Stablecoins have played a large and important role in crypto markets for years. Now that we are beginning to see mainstream acceptance of digital assets like Bitcoin, stablecoins are along for the ride. While most stablecoins have benefitted, one in particular just received a significant boost as payment processing giant, Visa, teamed up with USDC.
USDC, which is a stablecoin pegged to the U.S. Dollar, is a joint venture of Coinbase and Circle. Since its launch, USDC has managed to become one of the world’s most popular stablecoins, and has already breached a billion dollar marketcap months ago. As promising as this success has been, the future now looks even brighter, as VISA has begun working to integrate USDC within its own network – a network which boasts roughly 60 million merchants.

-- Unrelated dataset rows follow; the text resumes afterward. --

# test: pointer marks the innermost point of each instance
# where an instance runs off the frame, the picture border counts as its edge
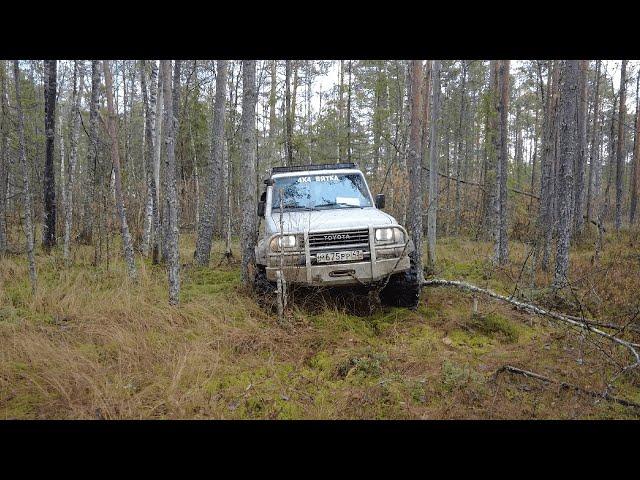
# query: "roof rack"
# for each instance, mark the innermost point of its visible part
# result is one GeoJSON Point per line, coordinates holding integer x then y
{"type": "Point", "coordinates": [302, 168]}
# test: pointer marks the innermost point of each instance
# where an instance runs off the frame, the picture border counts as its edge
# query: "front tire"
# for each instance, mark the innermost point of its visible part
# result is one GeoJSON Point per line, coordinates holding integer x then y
{"type": "Point", "coordinates": [264, 289]}
{"type": "Point", "coordinates": [403, 289]}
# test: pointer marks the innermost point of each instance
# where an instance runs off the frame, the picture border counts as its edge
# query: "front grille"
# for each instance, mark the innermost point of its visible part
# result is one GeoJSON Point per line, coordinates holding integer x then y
{"type": "Point", "coordinates": [343, 239]}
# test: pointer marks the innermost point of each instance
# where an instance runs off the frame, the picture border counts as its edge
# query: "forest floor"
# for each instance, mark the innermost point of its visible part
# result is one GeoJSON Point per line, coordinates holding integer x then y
{"type": "Point", "coordinates": [92, 344]}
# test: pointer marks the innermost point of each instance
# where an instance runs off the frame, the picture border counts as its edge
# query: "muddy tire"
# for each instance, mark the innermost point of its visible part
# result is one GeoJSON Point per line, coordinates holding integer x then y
{"type": "Point", "coordinates": [264, 289]}
{"type": "Point", "coordinates": [403, 289]}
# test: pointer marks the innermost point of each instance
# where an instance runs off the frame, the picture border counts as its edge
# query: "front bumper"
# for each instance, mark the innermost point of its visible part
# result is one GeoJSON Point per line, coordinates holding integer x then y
{"type": "Point", "coordinates": [348, 273]}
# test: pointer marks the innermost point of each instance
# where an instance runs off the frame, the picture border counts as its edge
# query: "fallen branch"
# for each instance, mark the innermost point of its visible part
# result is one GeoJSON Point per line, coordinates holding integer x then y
{"type": "Point", "coordinates": [573, 321]}
{"type": "Point", "coordinates": [542, 378]}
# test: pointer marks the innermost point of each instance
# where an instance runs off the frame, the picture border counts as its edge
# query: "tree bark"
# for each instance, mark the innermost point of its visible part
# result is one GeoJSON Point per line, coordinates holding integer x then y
{"type": "Point", "coordinates": [86, 235]}
{"type": "Point", "coordinates": [127, 245]}
{"type": "Point", "coordinates": [620, 146]}
{"type": "Point", "coordinates": [4, 155]}
{"type": "Point", "coordinates": [151, 235]}
{"type": "Point", "coordinates": [213, 187]}
{"type": "Point", "coordinates": [594, 153]}
{"type": "Point", "coordinates": [170, 129]}
{"type": "Point", "coordinates": [578, 193]}
{"type": "Point", "coordinates": [288, 121]}
{"type": "Point", "coordinates": [414, 218]}
{"type": "Point", "coordinates": [635, 176]}
{"type": "Point", "coordinates": [249, 229]}
{"type": "Point", "coordinates": [568, 151]}
{"type": "Point", "coordinates": [501, 255]}
{"type": "Point", "coordinates": [433, 167]}
{"type": "Point", "coordinates": [78, 88]}
{"type": "Point", "coordinates": [49, 182]}
{"type": "Point", "coordinates": [26, 184]}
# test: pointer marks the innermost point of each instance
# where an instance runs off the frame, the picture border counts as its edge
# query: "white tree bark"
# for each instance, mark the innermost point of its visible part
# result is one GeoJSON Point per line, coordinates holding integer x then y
{"type": "Point", "coordinates": [4, 155]}
{"type": "Point", "coordinates": [415, 165]}
{"type": "Point", "coordinates": [249, 230]}
{"type": "Point", "coordinates": [127, 244]}
{"type": "Point", "coordinates": [214, 173]}
{"type": "Point", "coordinates": [568, 150]}
{"type": "Point", "coordinates": [152, 221]}
{"type": "Point", "coordinates": [433, 166]}
{"type": "Point", "coordinates": [78, 87]}
{"type": "Point", "coordinates": [170, 128]}
{"type": "Point", "coordinates": [26, 184]}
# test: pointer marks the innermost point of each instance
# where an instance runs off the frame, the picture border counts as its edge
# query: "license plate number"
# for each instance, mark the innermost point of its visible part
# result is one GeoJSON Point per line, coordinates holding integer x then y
{"type": "Point", "coordinates": [326, 257]}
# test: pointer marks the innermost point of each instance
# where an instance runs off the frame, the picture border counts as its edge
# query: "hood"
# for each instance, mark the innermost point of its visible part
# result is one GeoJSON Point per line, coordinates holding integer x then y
{"type": "Point", "coordinates": [332, 219]}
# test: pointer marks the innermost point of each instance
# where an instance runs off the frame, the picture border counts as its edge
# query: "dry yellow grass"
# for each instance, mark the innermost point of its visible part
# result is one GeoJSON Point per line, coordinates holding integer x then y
{"type": "Point", "coordinates": [92, 344]}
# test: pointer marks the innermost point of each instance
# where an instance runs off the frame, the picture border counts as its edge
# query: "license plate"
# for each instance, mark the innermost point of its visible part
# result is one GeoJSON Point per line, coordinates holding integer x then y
{"type": "Point", "coordinates": [326, 257]}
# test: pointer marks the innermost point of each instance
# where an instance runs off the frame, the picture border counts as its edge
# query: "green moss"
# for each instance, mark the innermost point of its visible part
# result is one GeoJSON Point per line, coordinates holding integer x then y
{"type": "Point", "coordinates": [493, 324]}
{"type": "Point", "coordinates": [321, 361]}
{"type": "Point", "coordinates": [477, 344]}
{"type": "Point", "coordinates": [206, 281]}
{"type": "Point", "coordinates": [455, 376]}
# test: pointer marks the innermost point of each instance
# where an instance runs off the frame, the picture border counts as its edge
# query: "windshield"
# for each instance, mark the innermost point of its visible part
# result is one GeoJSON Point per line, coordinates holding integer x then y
{"type": "Point", "coordinates": [321, 192]}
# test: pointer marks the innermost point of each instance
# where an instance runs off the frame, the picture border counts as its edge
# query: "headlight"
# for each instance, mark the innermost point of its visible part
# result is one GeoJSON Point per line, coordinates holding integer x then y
{"type": "Point", "coordinates": [389, 235]}
{"type": "Point", "coordinates": [384, 235]}
{"type": "Point", "coordinates": [284, 241]}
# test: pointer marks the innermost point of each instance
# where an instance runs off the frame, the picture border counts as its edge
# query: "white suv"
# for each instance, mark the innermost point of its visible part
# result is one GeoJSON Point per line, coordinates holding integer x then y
{"type": "Point", "coordinates": [323, 228]}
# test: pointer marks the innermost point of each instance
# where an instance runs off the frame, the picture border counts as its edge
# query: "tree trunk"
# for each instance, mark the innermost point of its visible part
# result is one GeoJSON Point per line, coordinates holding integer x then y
{"type": "Point", "coordinates": [459, 153]}
{"type": "Point", "coordinates": [249, 229]}
{"type": "Point", "coordinates": [274, 156]}
{"type": "Point", "coordinates": [414, 220]}
{"type": "Point", "coordinates": [26, 184]}
{"type": "Point", "coordinates": [568, 151]}
{"type": "Point", "coordinates": [127, 245]}
{"type": "Point", "coordinates": [170, 129]}
{"type": "Point", "coordinates": [545, 218]}
{"type": "Point", "coordinates": [581, 157]}
{"type": "Point", "coordinates": [594, 153]}
{"type": "Point", "coordinates": [210, 210]}
{"type": "Point", "coordinates": [620, 146]}
{"type": "Point", "coordinates": [501, 247]}
{"type": "Point", "coordinates": [49, 182]}
{"type": "Point", "coordinates": [152, 222]}
{"type": "Point", "coordinates": [86, 235]}
{"type": "Point", "coordinates": [4, 156]}
{"type": "Point", "coordinates": [433, 166]}
{"type": "Point", "coordinates": [635, 175]}
{"type": "Point", "coordinates": [349, 114]}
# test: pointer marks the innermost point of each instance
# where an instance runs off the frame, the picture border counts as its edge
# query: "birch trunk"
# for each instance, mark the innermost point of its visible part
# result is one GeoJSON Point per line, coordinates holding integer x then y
{"type": "Point", "coordinates": [594, 157]}
{"type": "Point", "coordinates": [78, 88]}
{"type": "Point", "coordinates": [152, 221]}
{"type": "Point", "coordinates": [578, 194]}
{"type": "Point", "coordinates": [620, 146]}
{"type": "Point", "coordinates": [127, 245]}
{"type": "Point", "coordinates": [635, 175]}
{"type": "Point", "coordinates": [170, 128]}
{"type": "Point", "coordinates": [249, 230]}
{"type": "Point", "coordinates": [4, 156]}
{"type": "Point", "coordinates": [26, 184]}
{"type": "Point", "coordinates": [49, 183]}
{"type": "Point", "coordinates": [210, 210]}
{"type": "Point", "coordinates": [568, 151]}
{"type": "Point", "coordinates": [433, 167]}
{"type": "Point", "coordinates": [502, 246]}
{"type": "Point", "coordinates": [414, 219]}
{"type": "Point", "coordinates": [86, 235]}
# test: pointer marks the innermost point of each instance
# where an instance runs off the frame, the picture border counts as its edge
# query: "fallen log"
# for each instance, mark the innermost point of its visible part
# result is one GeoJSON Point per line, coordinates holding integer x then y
{"type": "Point", "coordinates": [542, 378]}
{"type": "Point", "coordinates": [573, 321]}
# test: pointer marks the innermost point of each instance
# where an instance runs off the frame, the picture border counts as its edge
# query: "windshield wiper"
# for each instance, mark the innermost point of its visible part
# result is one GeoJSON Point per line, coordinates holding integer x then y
{"type": "Point", "coordinates": [332, 204]}
{"type": "Point", "coordinates": [277, 209]}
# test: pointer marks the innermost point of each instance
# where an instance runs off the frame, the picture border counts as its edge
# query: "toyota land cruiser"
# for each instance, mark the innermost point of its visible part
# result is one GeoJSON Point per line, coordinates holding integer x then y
{"type": "Point", "coordinates": [322, 228]}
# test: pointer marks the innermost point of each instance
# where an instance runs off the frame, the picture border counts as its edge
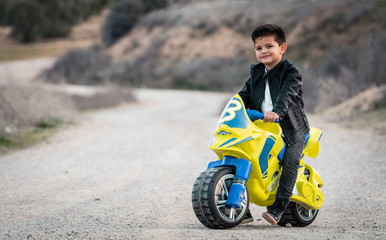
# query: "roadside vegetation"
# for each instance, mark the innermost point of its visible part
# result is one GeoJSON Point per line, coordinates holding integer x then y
{"type": "Point", "coordinates": [30, 114]}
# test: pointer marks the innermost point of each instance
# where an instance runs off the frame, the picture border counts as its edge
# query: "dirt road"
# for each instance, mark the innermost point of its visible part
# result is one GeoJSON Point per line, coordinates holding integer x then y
{"type": "Point", "coordinates": [127, 173]}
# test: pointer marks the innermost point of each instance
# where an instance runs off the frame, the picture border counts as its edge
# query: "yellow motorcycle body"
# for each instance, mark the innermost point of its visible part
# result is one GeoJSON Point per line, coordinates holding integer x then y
{"type": "Point", "coordinates": [259, 148]}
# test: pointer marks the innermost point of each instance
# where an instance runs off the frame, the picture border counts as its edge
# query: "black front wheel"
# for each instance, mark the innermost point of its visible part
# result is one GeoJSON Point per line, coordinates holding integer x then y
{"type": "Point", "coordinates": [209, 196]}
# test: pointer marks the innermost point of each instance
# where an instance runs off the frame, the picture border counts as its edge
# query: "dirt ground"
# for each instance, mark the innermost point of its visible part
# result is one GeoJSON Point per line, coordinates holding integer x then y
{"type": "Point", "coordinates": [128, 172]}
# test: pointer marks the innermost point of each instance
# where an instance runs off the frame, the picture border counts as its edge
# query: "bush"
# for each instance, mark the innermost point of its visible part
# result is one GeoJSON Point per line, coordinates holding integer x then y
{"type": "Point", "coordinates": [34, 19]}
{"type": "Point", "coordinates": [82, 66]}
{"type": "Point", "coordinates": [25, 17]}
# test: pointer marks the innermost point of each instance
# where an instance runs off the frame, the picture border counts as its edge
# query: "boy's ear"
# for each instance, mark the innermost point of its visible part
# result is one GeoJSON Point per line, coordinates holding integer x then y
{"type": "Point", "coordinates": [283, 48]}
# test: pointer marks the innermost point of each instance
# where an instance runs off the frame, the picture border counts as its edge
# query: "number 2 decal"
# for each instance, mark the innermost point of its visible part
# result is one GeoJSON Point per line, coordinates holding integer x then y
{"type": "Point", "coordinates": [231, 110]}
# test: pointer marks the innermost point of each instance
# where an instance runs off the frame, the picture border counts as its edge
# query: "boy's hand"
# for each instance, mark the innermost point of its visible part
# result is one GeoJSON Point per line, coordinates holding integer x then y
{"type": "Point", "coordinates": [270, 117]}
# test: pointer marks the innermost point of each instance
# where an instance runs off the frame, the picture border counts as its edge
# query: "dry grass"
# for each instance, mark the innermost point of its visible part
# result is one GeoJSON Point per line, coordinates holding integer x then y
{"type": "Point", "coordinates": [83, 35]}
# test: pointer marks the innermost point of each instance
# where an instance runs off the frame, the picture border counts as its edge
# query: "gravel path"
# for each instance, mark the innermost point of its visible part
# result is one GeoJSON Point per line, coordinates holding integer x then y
{"type": "Point", "coordinates": [128, 172]}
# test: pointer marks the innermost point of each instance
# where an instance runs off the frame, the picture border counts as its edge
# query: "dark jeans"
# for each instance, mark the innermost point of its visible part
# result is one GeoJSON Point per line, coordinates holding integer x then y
{"type": "Point", "coordinates": [288, 177]}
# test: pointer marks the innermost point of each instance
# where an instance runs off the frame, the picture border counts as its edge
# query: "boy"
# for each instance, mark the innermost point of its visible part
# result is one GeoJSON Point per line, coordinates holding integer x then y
{"type": "Point", "coordinates": [275, 88]}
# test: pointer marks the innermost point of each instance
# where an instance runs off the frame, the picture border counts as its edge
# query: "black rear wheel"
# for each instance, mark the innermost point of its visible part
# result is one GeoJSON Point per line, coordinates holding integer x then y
{"type": "Point", "coordinates": [296, 214]}
{"type": "Point", "coordinates": [209, 196]}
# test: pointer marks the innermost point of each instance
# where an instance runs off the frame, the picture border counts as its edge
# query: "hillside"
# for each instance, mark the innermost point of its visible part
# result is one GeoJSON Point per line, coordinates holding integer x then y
{"type": "Point", "coordinates": [83, 35]}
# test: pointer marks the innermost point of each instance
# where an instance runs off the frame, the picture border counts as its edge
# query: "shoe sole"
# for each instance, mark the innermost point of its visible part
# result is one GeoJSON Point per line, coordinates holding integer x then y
{"type": "Point", "coordinates": [269, 219]}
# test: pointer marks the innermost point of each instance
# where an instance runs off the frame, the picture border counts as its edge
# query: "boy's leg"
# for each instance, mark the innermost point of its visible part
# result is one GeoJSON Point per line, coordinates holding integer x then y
{"type": "Point", "coordinates": [288, 177]}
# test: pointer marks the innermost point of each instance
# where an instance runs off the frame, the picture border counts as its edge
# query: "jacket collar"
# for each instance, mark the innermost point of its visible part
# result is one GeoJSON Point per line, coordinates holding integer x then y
{"type": "Point", "coordinates": [276, 68]}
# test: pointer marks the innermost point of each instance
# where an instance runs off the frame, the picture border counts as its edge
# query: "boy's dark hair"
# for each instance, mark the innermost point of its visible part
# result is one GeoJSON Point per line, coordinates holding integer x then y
{"type": "Point", "coordinates": [269, 30]}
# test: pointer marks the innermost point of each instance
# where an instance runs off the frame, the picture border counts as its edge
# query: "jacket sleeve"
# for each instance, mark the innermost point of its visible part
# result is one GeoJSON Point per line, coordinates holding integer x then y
{"type": "Point", "coordinates": [288, 93]}
{"type": "Point", "coordinates": [246, 90]}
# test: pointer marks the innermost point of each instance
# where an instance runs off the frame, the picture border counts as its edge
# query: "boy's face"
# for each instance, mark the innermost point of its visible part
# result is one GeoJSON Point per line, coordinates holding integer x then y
{"type": "Point", "coordinates": [268, 51]}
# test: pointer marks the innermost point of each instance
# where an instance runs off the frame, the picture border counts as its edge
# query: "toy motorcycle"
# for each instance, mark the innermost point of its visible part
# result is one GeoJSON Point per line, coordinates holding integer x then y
{"type": "Point", "coordinates": [248, 170]}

This integration, which will see the stablecoin take part in Visa’s ‘Fast Track’ program, looks to eventually provide merchants with the ability to send/receive USDC through use of a traditional credit card.
Cuy Sheffield, Head of Crypto at Visa, commented on this development, stating,
“We continue to think of Visa as a network of networks. Blockchain networks and stablecoins, like USDC, are just additional networks. So we think that there’s a significant value that Visa can provide to our clients, enabling them to access them and enabling them to spend at our merchants.”
Visa appears to be taking advantage of positive market sentiment, choosing now to announce various forays into blockchain. In addition to the integration with USDC, Visa announced earlier this week that it was working with BlockFi to bring a credit card to market which would provide its users with rewards in the form of Bitcoin.
BlockFi notably supports USDC on its own platform, as well, putting the stablecoin in the center of a growing interconnected network of working relationships.
With blockchain only now emerging as a common technology, use cases like stablecoins have remained relatively obscure outside of industry participants. This is quickly changing, though. With developments such as the adoption by Visa, lawmakers around the world are beginning to perk up with regards to these digital assets.
Only days ago, a new bill was put forth in the United States surrounding the governance of stablecoins. The proposal, which is titled the ‘Stablecoin Tethering and Bank Licensing Enforcement (STABLE) Act’, was put forth with the goal of ‘protecting consumers from the risks posed by emerging digital payment instruments, such as Facebook’s Libra and other Stablecoins,’
In order to provide consumer protection, those responsible for the act state that this would be achieved through the regulation of stablecoin issuance and commercial activity. Among a series of proposed requirements for potential issuers, would be the procuring of a banking charter.
Despite only being announced days ago, the bill has already proved divisive. Naturally, those directly affected – such as those responsible for USDC – have voiced their disdain for the bill. Circle CEO, Jeremy Allaire, tweeted his thoughts on the bill, stating,
“The STABLE Act would represent a huge step backwards for digital currency innovation in the United States, limiting the accelerating progress of both the blockchain and fintech industry…Forcing crypto, fintech and blockchain companies into the enormous regulatory burdens of Federal Reserve and FDIC regulation and supervision is inconsistent with the goals and supporting innovation in the fair and inclusive delivery of payments that comes from stablecoins.”
Simply put – if passed, this bill would represent a significant burden on stablecoin issuers, delaying the development and growth of the sector as a whole. Opinions will vary as to whether this is a good or bad thing, and whether it is necessary to ensure consumer protection.